Most Czech emigres of this time were more or less forced to adopt foreign spellings for their names in whatever countries they settled in, not least to render them pronounceable in their adopted tongues.
This was true of the brothers Pavel and Antonín Vranický. In Vienna, they were called Paul and Anton Wranitzky, and it was under these names (or the variants Wranizky and Wraniczky) that their published compositions appeared. An anglicized spelling, in rendering Vranický as Vranitzky, provides a roughly accurate guide to correct pronunciation for English speakers (the "c" in "Vranický" is pronounced with a "tz" sound).
In my writings here, I have more often than not chosen to use anglicized spellings for Rejcha and Vranický. In Rejcha's case, this was due partly to the fact that he is already at least mildly well-known, as Reicha, in the West. And though Vranický is almost completely unknown, I love the sound of his name so much that I wanted to render it pronounceable to English-speaking people who are otherwise unfamiliar with it. In both cases, I freely admit my reasoning may constitute mere rationalizing on my part.
Hence this note. There are many good reasons to support the restoration of the original Czech spellings of these and other composers' names. On the other hand, variations in the spelling of composers' names regardless of nationality were quite common at the time – as Haiden, Mozzard, and Bethofen could attest. Indeed, the universally accepted spellings of those three composers' names in use today are, at least in part, posthumous normalizations that the composers themselves would not necessarily have entirely approved.

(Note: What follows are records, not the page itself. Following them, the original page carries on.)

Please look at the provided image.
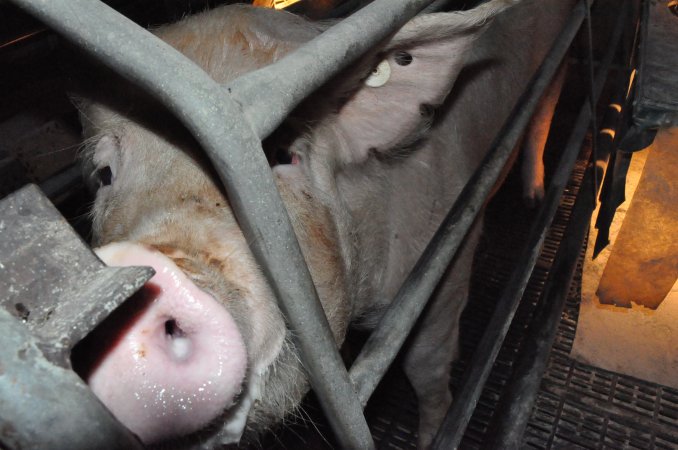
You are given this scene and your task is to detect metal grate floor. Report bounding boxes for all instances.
[258,69,678,450]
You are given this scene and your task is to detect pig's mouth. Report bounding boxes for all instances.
[72,243,247,444]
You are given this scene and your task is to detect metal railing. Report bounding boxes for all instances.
[0,0,620,449]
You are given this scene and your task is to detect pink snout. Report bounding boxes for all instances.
[87,243,247,444]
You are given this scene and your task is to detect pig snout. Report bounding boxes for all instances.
[86,243,247,444]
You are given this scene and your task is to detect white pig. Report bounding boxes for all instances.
[74,0,572,448]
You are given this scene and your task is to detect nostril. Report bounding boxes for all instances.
[165,319,184,337]
[165,319,193,362]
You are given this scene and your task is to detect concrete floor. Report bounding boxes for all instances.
[572,130,678,388]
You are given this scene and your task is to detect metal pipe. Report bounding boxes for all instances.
[486,2,629,449]
[349,0,586,405]
[11,0,418,448]
[433,0,607,449]
[227,0,440,139]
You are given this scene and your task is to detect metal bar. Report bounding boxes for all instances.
[0,308,142,450]
[5,0,396,448]
[486,2,629,449]
[433,0,607,449]
[227,0,440,139]
[349,0,586,405]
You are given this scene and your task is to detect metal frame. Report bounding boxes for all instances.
[0,0,616,448]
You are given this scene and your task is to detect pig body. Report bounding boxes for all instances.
[81,0,571,447]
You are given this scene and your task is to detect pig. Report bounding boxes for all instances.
[74,0,572,448]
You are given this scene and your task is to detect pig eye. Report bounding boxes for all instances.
[365,60,391,87]
[273,148,292,165]
[96,166,113,187]
[394,50,412,66]
[261,120,299,167]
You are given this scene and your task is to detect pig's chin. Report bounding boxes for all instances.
[87,243,247,444]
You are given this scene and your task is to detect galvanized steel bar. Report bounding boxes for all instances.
[485,2,630,449]
[228,0,440,139]
[3,0,420,448]
[349,0,586,408]
[433,0,599,450]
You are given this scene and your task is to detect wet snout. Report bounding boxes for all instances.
[75,243,247,444]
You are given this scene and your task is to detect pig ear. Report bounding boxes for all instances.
[337,0,514,163]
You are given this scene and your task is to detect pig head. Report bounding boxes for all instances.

In my opinion, the Czech composers of the Classical Era are, as a group, the most talented contemporaries of Haydn, Mozart, and Beethoven – certainly they are the most neglected today. This must change. Restoring the original Czech spellings of names – and teaching English and other speakers how to pronounce them – is an eminently worthwhile endeavor. Yet I can't help but wonder: given his lifelong fluency in French and German, and the almost total loss of his native Czech, in what form would Antonín Rejcha himself prefer his name to be remembered? The issues involved remain complex.